Exhibition

Exhibition by Alexander Lappo-Danilevsky and Benita Essen

Category

Exhibition

Date

25 september 2020, 11:00 — 08 november 2020, 20:00

Price

100 rub — 200 rub

Events / Exhibition

An exhibition of two students of K.S. Petrov-Vodkin will open in the KGallery gallery: Alexander Lappo-Danilevsky and Benita Essen, whose names rightfully occupy an important place among the artists of the "Vodkin school". The exhibition, dedicated to the 100th anniversary of the death of Alexander Lappo-Danilevsky, will bring together works from private collections in St. Petersburg and Moscow, the State Russian Museum and the St. Petersburg Museum of Theater and Music.

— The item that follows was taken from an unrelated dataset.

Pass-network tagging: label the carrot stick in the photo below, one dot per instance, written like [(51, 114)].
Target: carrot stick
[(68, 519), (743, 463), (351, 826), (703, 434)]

Alexander Lappo-Danilevsky and Benita Essen met at the private art school of M.D. Bernshtein and L.V. Sherwood, where Alexander studied from 1913, and Benita from 1916 to 1917. The acquaintance grew into a life together and a creative union, within which each artist remained an individual, in his own way developed the foundations and method of working with material, color and form, learned in the lessons of Petrov-Vodkin. Both artists applied to Kuzma Sergeevich's studio at the Academy of Arts in 1918, and in the same year they were admitted: Lappo-Danilevsky did not manage to finish his studies due to his tragic death in 1920, Essen defended her thesis in 1922.

At the exhibition in KGallery, for the first time, the works of only two students of Petrov-Vodkin will be presented in large volume: the works of Alexander Lappo-Danilevsky cover the period from 1917 to 1919, Benita Essen - from 1918 to the 1950s. It is noteworthy that Lappo-Danilevsky is the only student to whom Petrov-Vodkin dedicated a text in a book published in memory of Alexander Alexandrovich in 1928 through the efforts of Benita Nikolaevna and the "Community of Artists". At the exhibition, Lappo-Danilevsky's original graphic skills will be appreciated by drawings in pencil, ink and watercolors, among them Around the Piano, Chopping Firewood, Peasant with a Cradle, Bathing, Male Rubbing in a Cap, as well as numerous magazine illustrations and theatrical sketches. Essen's early work will be represented by virtuoso drawings "Chopping wood" and "Fairy Tale", as well as a variety of printing techniques in which the artist worked in the 1930s-1940s, and late watercolors of the 1950s.

Traditionally, a catalog will be prepared for the exhibition with thematic articles and all the works shown in the exhibition.